Dometeinos’ long beard and his thick, luxuriant hair recall metropolitan Roman fashions — evident not so much in the length and cut of the hair as in the favored styling of the locks, well-known from Antonine court portraits. He also has the arching eyebrows, heavy upper-eyelids, and almond-shaped eyes of Marcus Aurelius. His priestly headdress is decorated with a series of busts that represent Aphrodite in the centre surrounded by members of the imperial family. Dometeinos belonged to the noble Aphrodisian family of the Antonii Claudii, well-attested at the site. He is grandly described here as ‘law-giver’. Other inscriptions record that he was appointed gymnasiarch for life, overseeing and maintaining the Aphrodisian gymnasion at his own expense; and he was honored for other benefactions to the city too. He was eventually granted the title ‘High Priest of Asia’, thus joining a select group that numbered among its members some of the wealthiest and best-connected families of the province.
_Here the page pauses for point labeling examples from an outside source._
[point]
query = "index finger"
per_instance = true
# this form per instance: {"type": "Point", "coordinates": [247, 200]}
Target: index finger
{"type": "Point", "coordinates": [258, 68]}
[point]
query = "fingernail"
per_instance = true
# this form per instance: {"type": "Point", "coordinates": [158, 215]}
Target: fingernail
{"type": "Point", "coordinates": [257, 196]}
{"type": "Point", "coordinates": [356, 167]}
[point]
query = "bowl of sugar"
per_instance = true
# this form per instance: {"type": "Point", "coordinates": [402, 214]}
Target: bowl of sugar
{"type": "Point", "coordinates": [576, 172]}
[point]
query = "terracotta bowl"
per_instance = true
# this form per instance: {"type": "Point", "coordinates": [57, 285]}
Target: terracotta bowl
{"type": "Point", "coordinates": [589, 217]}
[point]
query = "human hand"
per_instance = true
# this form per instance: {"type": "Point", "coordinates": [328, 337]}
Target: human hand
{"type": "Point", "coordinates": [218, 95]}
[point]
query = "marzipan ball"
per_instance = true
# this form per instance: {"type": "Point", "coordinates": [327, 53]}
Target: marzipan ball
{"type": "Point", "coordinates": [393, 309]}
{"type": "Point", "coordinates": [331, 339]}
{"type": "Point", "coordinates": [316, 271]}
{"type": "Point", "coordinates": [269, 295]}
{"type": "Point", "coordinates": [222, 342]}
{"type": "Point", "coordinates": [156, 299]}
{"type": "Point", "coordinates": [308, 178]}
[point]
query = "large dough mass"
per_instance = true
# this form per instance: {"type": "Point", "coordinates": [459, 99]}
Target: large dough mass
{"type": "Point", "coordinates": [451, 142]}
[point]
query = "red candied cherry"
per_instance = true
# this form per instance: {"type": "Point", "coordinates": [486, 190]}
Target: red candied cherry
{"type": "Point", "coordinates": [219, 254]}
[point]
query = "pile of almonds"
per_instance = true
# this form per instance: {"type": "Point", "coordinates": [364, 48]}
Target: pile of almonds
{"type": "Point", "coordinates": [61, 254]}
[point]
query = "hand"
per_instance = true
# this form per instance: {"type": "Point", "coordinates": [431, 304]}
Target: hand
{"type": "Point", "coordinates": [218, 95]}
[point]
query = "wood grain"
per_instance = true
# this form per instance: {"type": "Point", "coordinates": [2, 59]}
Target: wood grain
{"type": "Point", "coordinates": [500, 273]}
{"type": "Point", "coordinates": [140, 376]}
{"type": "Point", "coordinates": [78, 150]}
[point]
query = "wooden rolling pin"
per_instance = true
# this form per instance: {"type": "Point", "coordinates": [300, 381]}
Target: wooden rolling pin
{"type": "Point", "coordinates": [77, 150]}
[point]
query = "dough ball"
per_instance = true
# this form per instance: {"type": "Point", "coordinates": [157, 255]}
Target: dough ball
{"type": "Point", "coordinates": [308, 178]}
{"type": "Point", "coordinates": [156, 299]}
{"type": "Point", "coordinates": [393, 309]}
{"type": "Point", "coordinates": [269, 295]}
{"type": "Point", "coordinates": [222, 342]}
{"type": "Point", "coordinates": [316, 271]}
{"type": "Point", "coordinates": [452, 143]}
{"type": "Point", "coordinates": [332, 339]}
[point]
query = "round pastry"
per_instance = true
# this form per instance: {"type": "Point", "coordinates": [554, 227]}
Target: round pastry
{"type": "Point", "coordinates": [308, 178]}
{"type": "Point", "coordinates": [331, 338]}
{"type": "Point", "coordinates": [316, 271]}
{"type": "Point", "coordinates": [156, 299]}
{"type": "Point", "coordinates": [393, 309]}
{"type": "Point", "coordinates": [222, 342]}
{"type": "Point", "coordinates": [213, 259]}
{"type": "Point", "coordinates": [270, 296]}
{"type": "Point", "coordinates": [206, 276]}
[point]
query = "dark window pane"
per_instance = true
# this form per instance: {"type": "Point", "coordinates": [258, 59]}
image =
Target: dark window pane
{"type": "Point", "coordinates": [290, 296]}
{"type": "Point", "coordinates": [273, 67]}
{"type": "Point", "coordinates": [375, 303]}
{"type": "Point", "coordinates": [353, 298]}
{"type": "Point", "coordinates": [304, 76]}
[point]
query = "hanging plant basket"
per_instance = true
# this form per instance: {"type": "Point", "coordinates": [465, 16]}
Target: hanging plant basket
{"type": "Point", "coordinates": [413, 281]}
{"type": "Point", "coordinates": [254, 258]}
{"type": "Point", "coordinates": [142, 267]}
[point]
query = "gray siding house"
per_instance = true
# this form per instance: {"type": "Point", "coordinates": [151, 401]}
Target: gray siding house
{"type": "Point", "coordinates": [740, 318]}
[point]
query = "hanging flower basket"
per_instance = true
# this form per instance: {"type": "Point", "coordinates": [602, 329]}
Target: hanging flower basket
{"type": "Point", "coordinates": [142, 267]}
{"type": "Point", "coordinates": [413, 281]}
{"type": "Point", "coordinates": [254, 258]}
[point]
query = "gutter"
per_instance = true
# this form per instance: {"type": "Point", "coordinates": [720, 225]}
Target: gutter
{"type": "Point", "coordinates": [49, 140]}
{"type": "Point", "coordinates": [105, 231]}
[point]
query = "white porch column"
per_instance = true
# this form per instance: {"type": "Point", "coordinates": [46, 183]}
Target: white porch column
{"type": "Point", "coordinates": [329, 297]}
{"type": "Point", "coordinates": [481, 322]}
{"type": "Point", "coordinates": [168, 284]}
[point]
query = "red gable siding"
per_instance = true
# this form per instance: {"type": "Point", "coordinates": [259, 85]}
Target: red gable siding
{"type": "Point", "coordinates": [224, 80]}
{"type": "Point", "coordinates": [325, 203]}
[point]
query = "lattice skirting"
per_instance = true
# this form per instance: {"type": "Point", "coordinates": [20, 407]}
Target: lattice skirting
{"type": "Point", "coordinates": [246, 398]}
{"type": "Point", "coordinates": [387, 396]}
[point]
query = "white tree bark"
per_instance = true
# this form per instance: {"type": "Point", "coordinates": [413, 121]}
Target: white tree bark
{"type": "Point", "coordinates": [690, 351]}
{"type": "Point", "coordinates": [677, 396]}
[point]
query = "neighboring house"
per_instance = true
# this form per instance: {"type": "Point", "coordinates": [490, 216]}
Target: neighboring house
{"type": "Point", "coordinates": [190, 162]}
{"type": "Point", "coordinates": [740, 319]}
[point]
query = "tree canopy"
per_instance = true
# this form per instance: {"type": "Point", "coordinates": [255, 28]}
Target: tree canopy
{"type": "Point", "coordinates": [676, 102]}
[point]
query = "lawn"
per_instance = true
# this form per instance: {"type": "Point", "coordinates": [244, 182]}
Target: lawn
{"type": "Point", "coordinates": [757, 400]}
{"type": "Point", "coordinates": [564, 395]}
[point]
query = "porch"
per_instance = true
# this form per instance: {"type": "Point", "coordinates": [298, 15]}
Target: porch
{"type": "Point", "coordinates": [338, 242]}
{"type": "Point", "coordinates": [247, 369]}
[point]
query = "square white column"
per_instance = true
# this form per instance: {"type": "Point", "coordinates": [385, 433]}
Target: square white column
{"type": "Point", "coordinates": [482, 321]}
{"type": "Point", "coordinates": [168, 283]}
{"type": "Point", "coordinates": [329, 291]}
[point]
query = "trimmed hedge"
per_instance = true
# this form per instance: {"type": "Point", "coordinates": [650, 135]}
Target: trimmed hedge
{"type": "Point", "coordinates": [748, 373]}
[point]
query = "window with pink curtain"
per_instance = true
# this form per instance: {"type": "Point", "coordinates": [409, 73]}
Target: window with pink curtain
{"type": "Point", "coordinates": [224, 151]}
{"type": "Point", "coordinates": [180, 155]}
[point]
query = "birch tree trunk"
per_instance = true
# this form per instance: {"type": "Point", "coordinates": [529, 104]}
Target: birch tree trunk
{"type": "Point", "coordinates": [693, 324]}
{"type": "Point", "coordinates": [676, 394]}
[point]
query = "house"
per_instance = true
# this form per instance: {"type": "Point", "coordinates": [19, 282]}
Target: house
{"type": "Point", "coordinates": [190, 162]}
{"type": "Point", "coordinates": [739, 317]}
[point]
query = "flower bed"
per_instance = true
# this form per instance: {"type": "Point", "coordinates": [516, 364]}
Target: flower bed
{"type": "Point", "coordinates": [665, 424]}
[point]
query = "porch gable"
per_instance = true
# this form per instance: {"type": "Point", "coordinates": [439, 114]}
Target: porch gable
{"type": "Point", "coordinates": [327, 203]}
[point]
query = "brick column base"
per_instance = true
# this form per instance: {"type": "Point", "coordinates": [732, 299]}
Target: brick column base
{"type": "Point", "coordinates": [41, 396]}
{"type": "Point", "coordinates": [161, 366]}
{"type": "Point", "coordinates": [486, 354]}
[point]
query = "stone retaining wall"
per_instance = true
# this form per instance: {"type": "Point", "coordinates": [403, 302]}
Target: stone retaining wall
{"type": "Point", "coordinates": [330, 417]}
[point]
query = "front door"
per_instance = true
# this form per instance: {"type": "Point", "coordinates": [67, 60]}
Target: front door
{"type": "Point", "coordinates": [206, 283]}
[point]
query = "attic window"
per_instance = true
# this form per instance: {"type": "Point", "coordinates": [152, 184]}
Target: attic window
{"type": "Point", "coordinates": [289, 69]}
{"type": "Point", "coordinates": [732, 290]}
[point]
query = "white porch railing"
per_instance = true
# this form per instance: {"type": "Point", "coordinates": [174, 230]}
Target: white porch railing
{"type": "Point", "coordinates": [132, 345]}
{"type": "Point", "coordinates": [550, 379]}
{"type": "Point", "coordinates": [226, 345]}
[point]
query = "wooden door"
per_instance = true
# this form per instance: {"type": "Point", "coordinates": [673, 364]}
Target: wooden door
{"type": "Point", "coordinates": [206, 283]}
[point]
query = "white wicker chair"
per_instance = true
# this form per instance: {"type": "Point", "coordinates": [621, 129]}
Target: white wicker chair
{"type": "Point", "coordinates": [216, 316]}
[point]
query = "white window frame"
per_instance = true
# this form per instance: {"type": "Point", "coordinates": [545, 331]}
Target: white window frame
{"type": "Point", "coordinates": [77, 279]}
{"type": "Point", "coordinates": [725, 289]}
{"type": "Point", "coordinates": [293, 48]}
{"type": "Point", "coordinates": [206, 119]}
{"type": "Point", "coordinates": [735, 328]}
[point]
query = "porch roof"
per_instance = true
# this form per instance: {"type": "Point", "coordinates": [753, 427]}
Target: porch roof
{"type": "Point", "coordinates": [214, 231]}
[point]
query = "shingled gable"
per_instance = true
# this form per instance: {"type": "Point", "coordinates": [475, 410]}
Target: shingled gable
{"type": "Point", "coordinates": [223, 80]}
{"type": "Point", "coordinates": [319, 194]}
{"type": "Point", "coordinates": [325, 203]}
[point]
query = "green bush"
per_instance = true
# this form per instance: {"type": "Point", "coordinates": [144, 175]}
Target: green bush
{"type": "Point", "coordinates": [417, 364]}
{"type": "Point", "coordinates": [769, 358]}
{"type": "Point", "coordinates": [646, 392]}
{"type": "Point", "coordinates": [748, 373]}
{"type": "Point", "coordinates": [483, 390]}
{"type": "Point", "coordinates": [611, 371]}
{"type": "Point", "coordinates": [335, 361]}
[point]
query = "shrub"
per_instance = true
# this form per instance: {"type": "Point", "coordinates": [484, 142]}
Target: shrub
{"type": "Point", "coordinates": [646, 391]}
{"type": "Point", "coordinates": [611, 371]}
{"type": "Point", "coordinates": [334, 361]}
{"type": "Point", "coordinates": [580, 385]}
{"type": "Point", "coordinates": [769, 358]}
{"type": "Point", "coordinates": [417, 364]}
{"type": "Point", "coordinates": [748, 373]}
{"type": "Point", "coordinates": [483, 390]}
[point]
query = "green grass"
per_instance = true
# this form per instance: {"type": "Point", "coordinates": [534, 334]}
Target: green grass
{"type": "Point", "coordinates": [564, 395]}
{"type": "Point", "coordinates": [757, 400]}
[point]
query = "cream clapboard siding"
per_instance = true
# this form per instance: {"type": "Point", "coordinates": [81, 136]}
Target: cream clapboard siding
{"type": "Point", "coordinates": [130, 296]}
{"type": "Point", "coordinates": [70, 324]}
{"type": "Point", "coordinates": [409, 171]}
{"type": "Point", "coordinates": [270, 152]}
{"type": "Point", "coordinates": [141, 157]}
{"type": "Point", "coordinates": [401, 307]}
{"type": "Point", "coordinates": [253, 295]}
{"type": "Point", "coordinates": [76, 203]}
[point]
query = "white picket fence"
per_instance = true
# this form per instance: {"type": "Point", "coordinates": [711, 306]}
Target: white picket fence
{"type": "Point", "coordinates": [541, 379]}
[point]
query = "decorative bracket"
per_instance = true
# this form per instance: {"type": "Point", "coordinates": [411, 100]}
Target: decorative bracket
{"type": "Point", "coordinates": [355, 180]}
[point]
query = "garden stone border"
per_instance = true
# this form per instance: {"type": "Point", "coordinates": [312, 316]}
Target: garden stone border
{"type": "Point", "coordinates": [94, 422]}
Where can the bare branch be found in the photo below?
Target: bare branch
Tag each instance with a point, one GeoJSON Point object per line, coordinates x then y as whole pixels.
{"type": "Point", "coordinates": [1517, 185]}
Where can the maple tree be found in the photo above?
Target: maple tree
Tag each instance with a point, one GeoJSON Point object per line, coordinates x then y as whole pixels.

His statue stood in the north stoa of the Agora beside one of the two main entrances into the Bouleuterion. Beside the other entrance stood the statue of Tatiane, Dometeinos’ niece, on a near-identical base.

Tatiane

The statue represents a leading local woman, Claudia Tatiane Antonia, who was active at Aphrodisias and in the province of Asia in the late second and early third century. The statue is identified by the tall inscribed base on which it stood immediately to the right of the easternmost entrance to the Council House, inside the double stoa of the Agora. The statue was paired with the monument of Tatiane’s uncle, Dometeinos.

The figure wears a thin dress (chiton), a mantle (himation), sandals, and an open-work crown. A small figure of Eros once stood on the base beside her. It is now broken off and only its feet remain. The Eros and the thin dress allude to the subject’s beauty and desirability. The hairstyle follows contemporary imperial fashion closely: it is close to the wig-like hairstyles worn by women of the Severan imperial family in Rome. The moulded plinth is elegantly carved and bears the signature of the statue’s maker, one Alexander son of Zenon.